GET /deployments example
The request requires your unique CUSTOMER_ID
. For more information, see Credentials.
curl --request GET \
--url https://api.lucidworks.com/customers/CUSTOMER_ID/ai/deployments \
--header 'Content-Type: application/json'
The following is an example response.
[
{
"id": "1af001c0-cabc-4430-b3b1-c1d8f632e87a",
"modelId": "441eb3be-7de6-470a-8141-e416a15c7db1",
"region": "us-southcarolina",
"config": {
"parameter_1": "value_1",
"parameter_2": "value_2"
},
"minReplicas": 1,
"maxReplicas": 1,
"state": "DEPLOYED",
"deployedAt": "2019-08-24T14:15:22Z",
"createdBy": "string"
},
{
"id": "6a092bd4-5098-466c-94aa-40bf68294303",
"modelId": "441eb3be-7de6-470a-8141-e416a15c7db1",
"region": "us-southcarolina",
"minReplicas": 2,
"maxReplicas": 4,
"state": "DEPLOYED",
"deployedAt": "2019-08-24T14:15:22Z",
"createdBy": "string"
}
]
POST /deployments example
The request requires your unique CUSTOMER_ID
. For more information, see Credentials.
curl --request POST \
--url https://api.lucidworks.com/customers/CUSTOMER_ID/ai/deployments \
--header 'Content-Type: application/json' \
--data '{
"modelId": "441eb3be-7de6-470a-8141-e416a15c7db1",
"region": "us-southcarolina",
"minReplicas": 2,
"maxReplicas": 4,
"config": {
"parameter_1": "value_1",
"parameter_2": "value_2"
}
}
The following is an example response.
{
"id": "118109e5-7ec5-42bb-834d-e3cd41bba65f",
"modelId": "441eb3be-7de6-470a-8141-e416a15c7db1",
"region": "us-southcarolina",
"config": {
"parameter_1": "value_1",
"parameter_2": "value_2"
},
"minReplicas": 2,
"maxReplicas": 4,
"state": "DEPLOYING",
"deployedAt": "2019-08-24T14:15:22Z",
"createdBy": "string"
}
DELETE /deployments example
The request requires your unique CUSTOMER_ID
and the specific DEPLOYMENT_ID
for the model.
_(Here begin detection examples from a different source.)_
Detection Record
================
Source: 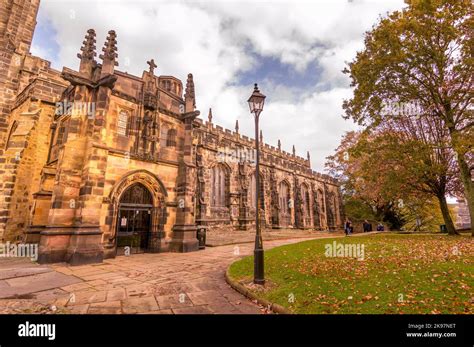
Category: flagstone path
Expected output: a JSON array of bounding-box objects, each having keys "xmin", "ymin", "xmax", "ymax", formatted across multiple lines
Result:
[{"xmin": 0, "ymin": 232, "xmax": 348, "ymax": 314}]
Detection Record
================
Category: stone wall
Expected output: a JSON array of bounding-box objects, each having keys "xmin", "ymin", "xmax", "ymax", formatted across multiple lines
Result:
[{"xmin": 196, "ymin": 119, "xmax": 342, "ymax": 229}]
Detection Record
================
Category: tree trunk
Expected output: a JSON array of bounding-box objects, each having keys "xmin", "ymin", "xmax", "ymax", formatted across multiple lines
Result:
[
  {"xmin": 456, "ymin": 152, "xmax": 474, "ymax": 236},
  {"xmin": 449, "ymin": 128, "xmax": 474, "ymax": 236},
  {"xmin": 437, "ymin": 194, "xmax": 458, "ymax": 235}
]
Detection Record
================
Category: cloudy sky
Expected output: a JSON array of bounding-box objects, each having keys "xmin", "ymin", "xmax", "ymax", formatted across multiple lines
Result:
[{"xmin": 32, "ymin": 0, "xmax": 404, "ymax": 171}]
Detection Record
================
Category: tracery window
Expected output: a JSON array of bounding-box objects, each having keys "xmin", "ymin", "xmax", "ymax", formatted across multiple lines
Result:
[
  {"xmin": 278, "ymin": 181, "xmax": 290, "ymax": 214},
  {"xmin": 211, "ymin": 165, "xmax": 228, "ymax": 207},
  {"xmin": 166, "ymin": 129, "xmax": 176, "ymax": 147}
]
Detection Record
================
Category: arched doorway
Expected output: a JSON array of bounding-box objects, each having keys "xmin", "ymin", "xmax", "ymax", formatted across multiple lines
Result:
[
  {"xmin": 117, "ymin": 183, "xmax": 153, "ymax": 254},
  {"xmin": 278, "ymin": 181, "xmax": 293, "ymax": 227}
]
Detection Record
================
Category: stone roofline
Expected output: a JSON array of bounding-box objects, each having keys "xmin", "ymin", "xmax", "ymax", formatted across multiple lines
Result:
[{"xmin": 195, "ymin": 118, "xmax": 339, "ymax": 185}]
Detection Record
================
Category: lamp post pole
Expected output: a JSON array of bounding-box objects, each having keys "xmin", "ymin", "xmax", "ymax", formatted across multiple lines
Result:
[
  {"xmin": 253, "ymin": 111, "xmax": 265, "ymax": 284},
  {"xmin": 247, "ymin": 83, "xmax": 266, "ymax": 284}
]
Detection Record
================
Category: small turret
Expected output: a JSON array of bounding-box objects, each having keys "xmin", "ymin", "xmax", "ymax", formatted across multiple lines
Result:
[
  {"xmin": 77, "ymin": 29, "xmax": 97, "ymax": 77},
  {"xmin": 207, "ymin": 107, "xmax": 212, "ymax": 123},
  {"xmin": 99, "ymin": 30, "xmax": 118, "ymax": 76},
  {"xmin": 184, "ymin": 73, "xmax": 196, "ymax": 112}
]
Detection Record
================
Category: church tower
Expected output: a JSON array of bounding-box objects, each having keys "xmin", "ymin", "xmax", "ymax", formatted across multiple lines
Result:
[{"xmin": 0, "ymin": 0, "xmax": 40, "ymax": 148}]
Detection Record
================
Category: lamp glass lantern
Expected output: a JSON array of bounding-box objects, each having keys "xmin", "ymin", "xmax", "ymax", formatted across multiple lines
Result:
[{"xmin": 247, "ymin": 83, "xmax": 266, "ymax": 115}]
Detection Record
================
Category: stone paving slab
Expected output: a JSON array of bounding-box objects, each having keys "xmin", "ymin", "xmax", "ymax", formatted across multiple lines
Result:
[
  {"xmin": 0, "ymin": 271, "xmax": 81, "ymax": 299},
  {"xmin": 0, "ymin": 231, "xmax": 360, "ymax": 314}
]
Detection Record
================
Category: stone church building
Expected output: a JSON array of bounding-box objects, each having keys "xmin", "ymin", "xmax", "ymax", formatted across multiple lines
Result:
[{"xmin": 0, "ymin": 0, "xmax": 343, "ymax": 264}]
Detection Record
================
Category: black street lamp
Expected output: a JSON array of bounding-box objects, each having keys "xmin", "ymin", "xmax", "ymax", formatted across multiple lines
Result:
[{"xmin": 247, "ymin": 83, "xmax": 265, "ymax": 284}]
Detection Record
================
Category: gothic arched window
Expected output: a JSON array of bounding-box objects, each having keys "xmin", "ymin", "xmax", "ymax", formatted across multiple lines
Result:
[
  {"xmin": 166, "ymin": 129, "xmax": 177, "ymax": 147},
  {"xmin": 117, "ymin": 110, "xmax": 129, "ymax": 136},
  {"xmin": 5, "ymin": 121, "xmax": 18, "ymax": 150},
  {"xmin": 249, "ymin": 172, "xmax": 265, "ymax": 209},
  {"xmin": 211, "ymin": 165, "xmax": 228, "ymax": 207},
  {"xmin": 301, "ymin": 184, "xmax": 310, "ymax": 217},
  {"xmin": 278, "ymin": 181, "xmax": 290, "ymax": 214}
]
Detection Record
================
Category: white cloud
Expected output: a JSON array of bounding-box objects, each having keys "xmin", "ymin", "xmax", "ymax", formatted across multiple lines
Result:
[{"xmin": 34, "ymin": 0, "xmax": 403, "ymax": 171}]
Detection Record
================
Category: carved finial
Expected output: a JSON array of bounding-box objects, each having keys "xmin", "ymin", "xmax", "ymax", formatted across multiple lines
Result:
[
  {"xmin": 184, "ymin": 73, "xmax": 196, "ymax": 107},
  {"xmin": 77, "ymin": 29, "xmax": 97, "ymax": 73},
  {"xmin": 146, "ymin": 59, "xmax": 158, "ymax": 75},
  {"xmin": 207, "ymin": 107, "xmax": 212, "ymax": 123},
  {"xmin": 99, "ymin": 30, "xmax": 118, "ymax": 74}
]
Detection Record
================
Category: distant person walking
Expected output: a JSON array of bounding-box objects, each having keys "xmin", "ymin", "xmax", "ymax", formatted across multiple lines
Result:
[
  {"xmin": 344, "ymin": 219, "xmax": 353, "ymax": 236},
  {"xmin": 362, "ymin": 219, "xmax": 370, "ymax": 233}
]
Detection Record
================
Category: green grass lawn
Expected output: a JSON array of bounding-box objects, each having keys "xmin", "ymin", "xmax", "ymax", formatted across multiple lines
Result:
[{"xmin": 229, "ymin": 234, "xmax": 474, "ymax": 314}]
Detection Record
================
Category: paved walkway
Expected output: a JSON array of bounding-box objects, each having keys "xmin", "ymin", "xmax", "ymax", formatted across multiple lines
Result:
[
  {"xmin": 206, "ymin": 227, "xmax": 335, "ymax": 247},
  {"xmin": 0, "ymin": 233, "xmax": 344, "ymax": 314}
]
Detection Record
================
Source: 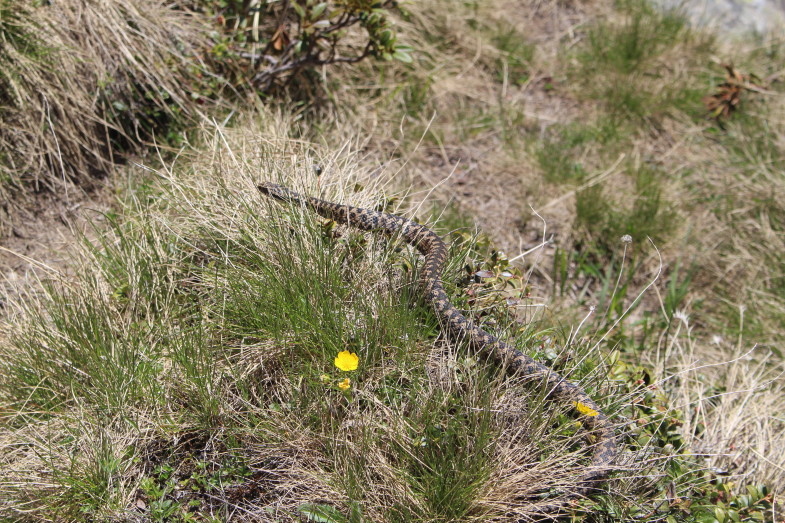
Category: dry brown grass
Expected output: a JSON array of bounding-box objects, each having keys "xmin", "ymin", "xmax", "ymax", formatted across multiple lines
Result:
[
  {"xmin": 0, "ymin": 0, "xmax": 214, "ymax": 235},
  {"xmin": 2, "ymin": 0, "xmax": 785, "ymax": 520}
]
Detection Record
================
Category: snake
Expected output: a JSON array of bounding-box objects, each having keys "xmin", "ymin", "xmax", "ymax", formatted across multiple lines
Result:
[{"xmin": 257, "ymin": 182, "xmax": 617, "ymax": 513}]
For more information about CUSTOMER_ID
, see Credentials.
curl --request DELETE \
--url https://api.lucidworks.com/customers/CUSTOMER_ID/ai/deployments/DEPLOYMENT_ID \
--header 'Content-Type: application/json'
The following is an example response.
{
"id": "441eb3be-7de6-470a-8141-e416a15c7db1",
"modelId": "1af001c0-cabc-4430-b3b1-c1d8f632e87a",
"region": "us-southcarolina",
"config": {
"parameter_1": "value_1",
"parameter_2": "value_2"
},
"minReplicas": 2,
"maxReplicas": 4,
"state": "DELETING",
"deployedAt": "2019-08-24T14:15:22Z",
"createdBy": "string"
}
Model ID Deployments endpoint
The /modelId/deployments
endpoint operation performs the following:
-
GET
returns a list of custom model deployments.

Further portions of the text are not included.